Gupta Says in Appeal Trial Judge Hampered Defense Case
Ex-Goldman Sachs Group Inc. (GS) director Rajat Gupta asked a federal appeals court for a new insider- trading trial, arguing that evidence in his favor was kept from the jury and evidence against him was wrongly allowed.
Gupta, 64, who sat on the board of New York-based Goldman Sachs and Cincinnati-based Procter & Gamble Co., was sentenced to two years in prison after being convicted of passing information he gathered at board meetings to Galleon Group LLC co-founder Raj Rajaratnam.
U.S. District Judge Jed Rakoff in Manhattan erred when he allowed the government to present wiretaps of conversations not involving Gupta and limited Gupta’s defense case by barring evidence that Rajaratnam had alternative sources of nonpublic information about Goldman Sachs, defense lawyers Gary Naftalis and Seth Waxman said Jan. 18 in court papers.
“The court’s decidedly asymmetrical interpretation of the rules of evidence left the jury with a distorted picture, in which Gupta was accused by the self-serving hearsay of a known fabulist beyond Gupta’s power to cross-examine, but was unable to explain to the jury that he had neither the motive nor the inclination to benefit that person, and that there was a plausible alternative perpetrator,” the defense lawyers wrote.
In a rare move, a federal appeals court in Manhattan in December granted Gupta’s request to remain free while he fights his conviction. Rakoff, who presided over the trial, originally ordered Gupta to begin serving his sentence on Jan. 8.

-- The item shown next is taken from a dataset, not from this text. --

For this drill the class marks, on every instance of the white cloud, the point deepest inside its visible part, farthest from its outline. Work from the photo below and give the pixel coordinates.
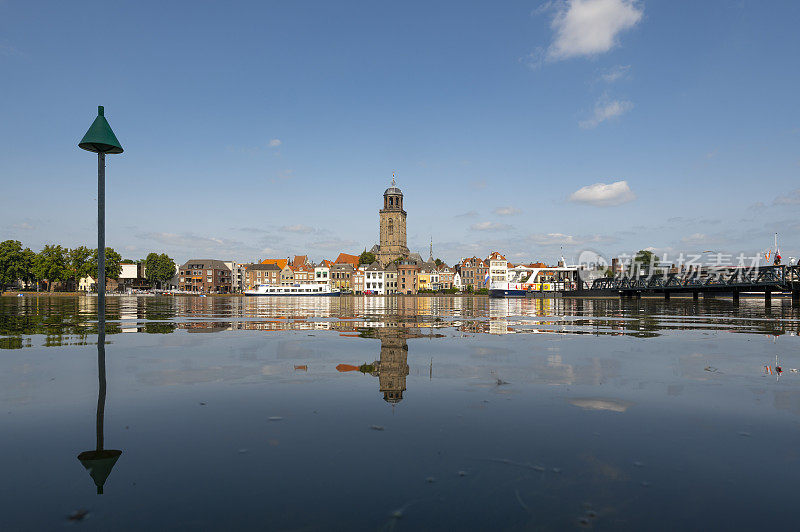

Rakoff “significantly curtailed” Gupta’s principal defenses and made erroneous rulings in the prosecution’s favor that “decisively tipped the scales” against him, Gupta argued.
Gupta challenged the government’s use of court-authorized wiretaps, saying Rakoff shouldn’t have permitted prosecutors to play recordings of September and October 2008 telephone calls between Rajaratnam and others that didn’t include Gupta.
“The prosecution’s case rested exclusively on circumstantial evidence and predominantly wiretap statements -- not of Gupta, but of Rajaratnam, a highly unreliable declarant, speaking with other people with no connection to Gupta,” his lawyers wrote. “The district court admitted these hearsay statements -- which Gupta could not cross-examine given Rajaratnam’s unavailability.”
Gupta’s lawyers argued that Rakoff wrongly allowed prosecutors to use three recordings of telephone calls in which Gupta wasn’t a participant.
Rakoff also erred when he didn’t allow Gupta’s daughter to testify that he told her he had discovered that Rajaratnam had “swindled” him when he’d withdrawn money from the fund. Gupta lost $10 million, his lawyers said.
Gupta, who also served as managing partner of McKinsey & Co. from 1994 to 2003, was convicted by a jury in June of one count of conspiracy and three counts of securities fraud. He was accused of passing illegal information about New York-based Goldman Sachs to Rajaratnam, his friend and business partner.
A federal jury in Manhattan convicted Gupta of twice passing information about Goldman Sachs to Rajaratnam, once on Sept. 23, 2008, and again on Oct. 23, 2008.
The case is U.S. v. Gupta, 12-4448, U.S. Court of Appeals for the Second Circuit (Manhattan).